Home Construction Groundbreaking held for affordable housing at Tarrytown YMCA site

Groundbreaking held for affordable housing at Tarrytown YMCA site

A project to create 109 units of affordable housing targeted at people age 55 and up along with much-needed municipal parking at the Family YMCA of Tarrytown at 62 Main St. got underway with a June 9 groundbreaking ceremony.

Wilder Balter Partners Inc. of Chappaqua is the developer. New York state’s Homes and Community Renewal (HCR) division has been working on the project. The state’s Housing Finance Agency, Westchester County and the Tarrytown Housing fund in partnership with the Housing Action Council have provided financing to help get the project off the drawing boards.

The 1.12-acre parcel has frontage on both Main Street and Windle Park. The plan is for adaptive reuse of the four-story YMCA, which was built about 1911 and has an addition from 1915.

Two buildings at the rear of the main YMCA building would be demolished and a four-story building would go up. The project would include an underground residential parking garage and a ground-level municipal parking garage. There would be about 106,000 square feet of residential space and 65,000 square feet of parking and nonresidential space.

The mix of new apartments would include 14 studios and 95 one-bedroom units. They would be made available to people earning between 30% and 70% of the Westchester area median income.

YMCA Tarrytown
The groundbreaking for the new housing took place on June 9. Photo by Peter Katz

The YMCA has been providing single room occupancy units at the 62 Main St. facility. It has about three dozen residents. The plan calls for moderate upgrades to be made to their existing rooms to ensure safe living conditions while construction is underway. When new units are available, the residents would move into them. The nonprofit Housing Action Council in Tarrytown, would manage the relocation plan.

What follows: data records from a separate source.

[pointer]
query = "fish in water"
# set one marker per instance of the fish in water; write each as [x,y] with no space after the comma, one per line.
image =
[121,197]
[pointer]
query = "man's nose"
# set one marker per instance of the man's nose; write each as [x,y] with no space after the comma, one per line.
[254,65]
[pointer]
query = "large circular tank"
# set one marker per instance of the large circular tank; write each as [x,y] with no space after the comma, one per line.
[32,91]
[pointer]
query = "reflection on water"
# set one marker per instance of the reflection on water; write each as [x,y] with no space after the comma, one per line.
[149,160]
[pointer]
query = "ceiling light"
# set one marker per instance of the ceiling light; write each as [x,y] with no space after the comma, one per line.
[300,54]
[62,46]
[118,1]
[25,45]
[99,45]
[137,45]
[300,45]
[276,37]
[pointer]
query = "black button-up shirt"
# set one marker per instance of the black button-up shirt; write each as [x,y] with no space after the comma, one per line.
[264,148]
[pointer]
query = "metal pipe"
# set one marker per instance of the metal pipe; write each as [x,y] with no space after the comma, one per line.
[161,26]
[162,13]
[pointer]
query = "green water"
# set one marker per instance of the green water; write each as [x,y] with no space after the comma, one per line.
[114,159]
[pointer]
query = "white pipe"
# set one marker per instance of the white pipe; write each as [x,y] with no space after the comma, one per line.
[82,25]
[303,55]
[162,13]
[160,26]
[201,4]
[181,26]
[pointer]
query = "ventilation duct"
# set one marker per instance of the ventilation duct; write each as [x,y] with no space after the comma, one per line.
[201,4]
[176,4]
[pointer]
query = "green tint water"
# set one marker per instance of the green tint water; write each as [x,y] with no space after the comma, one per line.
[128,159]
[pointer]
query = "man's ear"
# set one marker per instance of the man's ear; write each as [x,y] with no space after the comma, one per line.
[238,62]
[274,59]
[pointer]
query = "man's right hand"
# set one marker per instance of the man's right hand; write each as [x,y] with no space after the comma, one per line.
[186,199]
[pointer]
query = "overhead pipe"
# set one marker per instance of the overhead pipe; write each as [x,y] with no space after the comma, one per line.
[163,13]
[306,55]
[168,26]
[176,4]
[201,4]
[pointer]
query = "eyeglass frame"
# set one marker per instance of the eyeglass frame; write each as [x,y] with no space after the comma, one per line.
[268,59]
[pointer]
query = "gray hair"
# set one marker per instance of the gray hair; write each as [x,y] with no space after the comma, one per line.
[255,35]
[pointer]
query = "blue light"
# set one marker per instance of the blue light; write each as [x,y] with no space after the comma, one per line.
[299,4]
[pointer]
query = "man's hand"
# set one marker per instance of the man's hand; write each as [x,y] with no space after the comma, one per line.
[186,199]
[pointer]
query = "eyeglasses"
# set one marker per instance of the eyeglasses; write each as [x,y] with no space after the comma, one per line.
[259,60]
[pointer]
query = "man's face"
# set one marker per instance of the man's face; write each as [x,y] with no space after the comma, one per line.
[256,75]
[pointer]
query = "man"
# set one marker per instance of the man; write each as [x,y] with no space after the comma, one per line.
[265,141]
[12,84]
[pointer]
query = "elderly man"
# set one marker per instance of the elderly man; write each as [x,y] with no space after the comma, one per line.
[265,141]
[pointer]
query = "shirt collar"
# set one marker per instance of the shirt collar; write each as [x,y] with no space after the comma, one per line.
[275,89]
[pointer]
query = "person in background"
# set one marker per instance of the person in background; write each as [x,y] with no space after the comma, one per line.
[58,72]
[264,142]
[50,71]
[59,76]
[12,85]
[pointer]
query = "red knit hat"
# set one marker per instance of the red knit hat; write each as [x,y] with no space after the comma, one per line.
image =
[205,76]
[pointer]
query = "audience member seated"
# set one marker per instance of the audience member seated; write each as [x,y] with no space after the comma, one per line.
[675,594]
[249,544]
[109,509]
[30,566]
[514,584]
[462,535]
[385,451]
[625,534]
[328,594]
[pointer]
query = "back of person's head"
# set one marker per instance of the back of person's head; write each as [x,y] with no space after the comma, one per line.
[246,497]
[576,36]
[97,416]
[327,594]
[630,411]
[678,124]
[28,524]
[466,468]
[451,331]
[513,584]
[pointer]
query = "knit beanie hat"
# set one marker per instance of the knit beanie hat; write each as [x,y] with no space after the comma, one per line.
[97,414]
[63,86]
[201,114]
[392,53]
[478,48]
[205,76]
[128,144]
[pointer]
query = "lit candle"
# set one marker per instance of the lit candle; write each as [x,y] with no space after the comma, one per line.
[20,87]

The total development cost is estimated by the state as $52,989,335 or $486,141 per unit. The state funding includes: $29,690,000 in bonds and mortgage loan; an estimated $11,944,628 in a Housing Finance Agency subsidy loan; and $1,665,630 in low-income housing tax credits.

Other sources and subsidies include approximately: $5 million in New Homes Land Acquisition funds from the Westchester County Department of Planning; Federal Solar Tax Credit Equity of $102,695; Federal Geothermal Tax Credit Equity of $287,892; $85,400 in New York State Energy Research and Development Authority funds; a Housing Development Fund Company subordinate loan of $9 million; and, a 30-year PILOT agreement with the village of Tarrytown and town of Greenburgh providing real estate tax exemption benefits.

“It will have a green roof courtyard that will sit right above the municipal parking level that will be shared by all of our residents,” developer William G. Balter told the guests who had assembled under a tent in a municipal parking lot adjacent to the project site for the groundbreaking.

“There will be on-site amenities including a club room and a gym, central laundry, and then, because this is a historic property, what we’re doing to preserve that history in addition to doing an adaptive reuse on the original building, we’re creating a history wall in our library and we’re working with the village historian to take the history of this property and make sure it’s preserved so when people walk into the building they know what was here before we got here.”

Balter said that although the existing YMCA has gas service from Con Edison and they could have made a case that the new project should be able to continue using that service despite the Con Ed moratorium on new hookups, a decision was made to go all-electric using energy-efficient geothermal heat pumps for heating, hot water and air conditioning.

Other environmentally sensitive features designed to earn the building gold LEED certification include solar panels, low-flow plumbing fixtures and Energy Star lighting.

Tarrytown Mayor Thomas D. Butler Jr. welcomed the new housing in part because it’s aimed at seniors.

“As seniors in this town begin to downsize they’re looking for a place that they can stay in Tarrytown but downtown, close to the waterfront and shopping and everything, so this makes this project a wonderful idea,” Butler said.

“It preserves and restores the historic facade of the YMCA on Main Street and adds 65 plus or minus much-needed municipal parking spaces for our residents and downtown business district.”

Westchester’s Deputy County Executive Ken Jenkins echoed Butler’s sentiments by saying, “You have 109 affordable apartments that are going to be available for the people of Westchester County. When we have people downsizing and they’re looking to do different things we want to be sure they’ll be able to stay in the community.”

RuthAnne Visnauskas, commissioner and CEO of HCR for the state, said the project meets her agency’s goal of “creating quality affordable housing where it’s needed, especially in communities in Westchester that don’t always have access to it. It’s got an enormous amount of energy efficiency measures that will really provide a healthy environment for future residents who will also benefit from lower energy costs. These are part of our larger efforts statewide.”

Visnauskas pointed out that her agency has invested a little over a billion dollars in Westchester during the last 10 years to help create 6,600 apartments. She said that HCR  has other projects being built in Yonkers, New Rochelle and Peekskill.

“The only thing better than a groundbreaking is when we get to come back and see people moving in,” Visnauskas said.